Pope Francis has called “unbridled capitalism” the “dung of the devil” and criticized it for doing little to help the poor.
Economics correspondent Paul Solman sat down with Rev. Jim Wallis, a progressive evangelical Christian and founder of Soujourners, to discuss the pope’s economics. In part two of an extended interview (see part one here), Rev. Wallis explains that the pope is not a new economist; rather he is reminding us what the Gospels say about the economy. In fact, the Gospels are quite clear: Our economy must be good news for the poor.
He argues that those conservative politicians who have suggested that the pope ought to stick to religious matters don’t have a problem with the pope, so much as with Christ. “That’s Jesus; not the pope,” says Rev. Wallis.
Watch the video above. The transcript also is below. For more on the pope’s economics, watch the full Making Sen$e segment here. The following conversation has been edited and condensed for clarity and length.
Paul Solman: Many Christians in America say Jesus has a message of prosperity, of self-improvement.
Jim Wallis: Bad theology, misinterpreting the Scriptures. If our gospel isn’t good news to the poor, it is simply not the Gospel of Jesus Christ. Is our economy today good news for the poor? The economy is for more and more the very top, the very few, and the middle are all very insecure, and half of God’s children — half the world’s people — are left behind by the economy. That’s unacceptable to Pope Francis because Jesus wouldn’t have accepted that either.
Paul Solman: Hasn’t capitalism delivered more people from poverty than any system ever?

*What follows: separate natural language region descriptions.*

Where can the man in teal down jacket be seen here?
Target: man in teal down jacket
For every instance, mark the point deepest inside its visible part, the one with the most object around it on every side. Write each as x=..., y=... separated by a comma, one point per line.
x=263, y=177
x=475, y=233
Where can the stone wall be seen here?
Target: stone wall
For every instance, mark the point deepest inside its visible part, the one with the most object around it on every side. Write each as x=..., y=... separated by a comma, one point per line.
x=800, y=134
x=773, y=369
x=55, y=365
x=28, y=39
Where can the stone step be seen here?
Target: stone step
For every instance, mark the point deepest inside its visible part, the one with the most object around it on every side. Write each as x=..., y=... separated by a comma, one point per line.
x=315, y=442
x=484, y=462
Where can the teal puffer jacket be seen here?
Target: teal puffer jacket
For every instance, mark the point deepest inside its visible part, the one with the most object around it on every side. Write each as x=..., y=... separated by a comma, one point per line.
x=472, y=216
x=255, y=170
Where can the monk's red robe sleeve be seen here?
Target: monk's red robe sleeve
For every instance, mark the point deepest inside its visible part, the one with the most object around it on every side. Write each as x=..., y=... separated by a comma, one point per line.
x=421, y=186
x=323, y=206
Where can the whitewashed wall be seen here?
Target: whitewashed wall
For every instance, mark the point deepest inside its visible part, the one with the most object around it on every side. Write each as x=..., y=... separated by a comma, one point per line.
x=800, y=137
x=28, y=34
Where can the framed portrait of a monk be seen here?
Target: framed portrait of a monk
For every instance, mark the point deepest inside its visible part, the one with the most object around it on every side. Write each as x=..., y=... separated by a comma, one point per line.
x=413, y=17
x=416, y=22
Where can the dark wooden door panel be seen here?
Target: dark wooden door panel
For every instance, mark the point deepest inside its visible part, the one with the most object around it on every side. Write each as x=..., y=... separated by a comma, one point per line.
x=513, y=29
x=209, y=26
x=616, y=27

Jim Wallis: He’s saying wealth should serve and not rule. So, an economy that is inclusive and not exclusive is what he’s calling for. No one is against economy. To be against economy is to be against conversation, right? How does an economy work? Does it include all of us — especially those who are at the bottom — and how can an economy not destroy God’s creation?
Paul Solman: But the argument is trickle-down; that is, rich people, because they are more productive, will have more money, then they’ll invest it and create jobs.
Jim Wallis: Well, it’s a lovely theory, but it isn’t happening. The wealth of this economy by all the data is going up and up and up. The people who are benefiting the most are those already at the top. Those at the bottom are more and more excluded, and those in the middle are more and more insecure. The pope said in his “Joy of the Gospel” that that trickle-down economy isn’t working for the poor. So I’m working with people on all sides of the spectrum who want the economy to work for those who are left out and left behind. We have less social mobility now in our country — in America — than Europe and many parts of the world. So our economy is more and more unequal and our mobility is less and less and less. It’s becoming a caste system. God’s economy is very simple. There is enough if we share it. It’s really as simple as that.
Paul Solman: It sounds great, idealistic, but isn’t economics as a discipline tough-minded, hard-hearted?
Jim Wallis: This isn’t some Utopian system. This is about making things more fair and just, which we can do, have done before and should do again. We’re going the wrong way now. We’re moving in the wrong direction. The pope is saying this doesn’t really resonate with the Gospels. In fact, the Gospel says you evaluate the economy by how it treats those who are poorest and most vulnerable. That’s not what you hear in Washington.
Paul Solman: But the encyclical is an actual critique of modern day economics. Where does the pope have standing to issue a critique about economics?
In the New Testament, one of every 16 verses is about the poor. In the Gospels, one of every seven is about the poor. In Luke, in that Gospel, one of every five. The prophets are clear beginning to end. It’s how we treat the most vulnerable, and Jesus says, you either serve God or Mammon. That’s pretty radical. Mammon means money. You serve God or you serve money. So everyone doing business has to ask, am I serving God or serving money? That’s economics. It’s right there in the Scriptures.
Paul Solman: Prominent politicians, American conservative Catholics, have said the pope really shouldn’t be talking about economics. Let him stick to religious matters.
Jim Wallis: Did Christ say in Matthew 25, as you have done to the least of these you have done to me? That’s Jesus; not the pope. The pope is just quoting Jesus. You’ve got to serve God or Mammon. That’s Jesus; not the pope. So the Gospels are clear. The pope is not a new economist. The pope is just the Vicar of Christ reminding us what the Gospel says about lots of things including the economy. An economy of exclusion is against the Gospel of Christ. An economy that values the rich over the poor is against the economy of Christ. So Christians have to do with Christ; what God says. Two thousand verses in the Bible about the poor. That’s what they’ve got to deal with; not the pope, and he’d say the same thing. He’s not the issue. Christ is.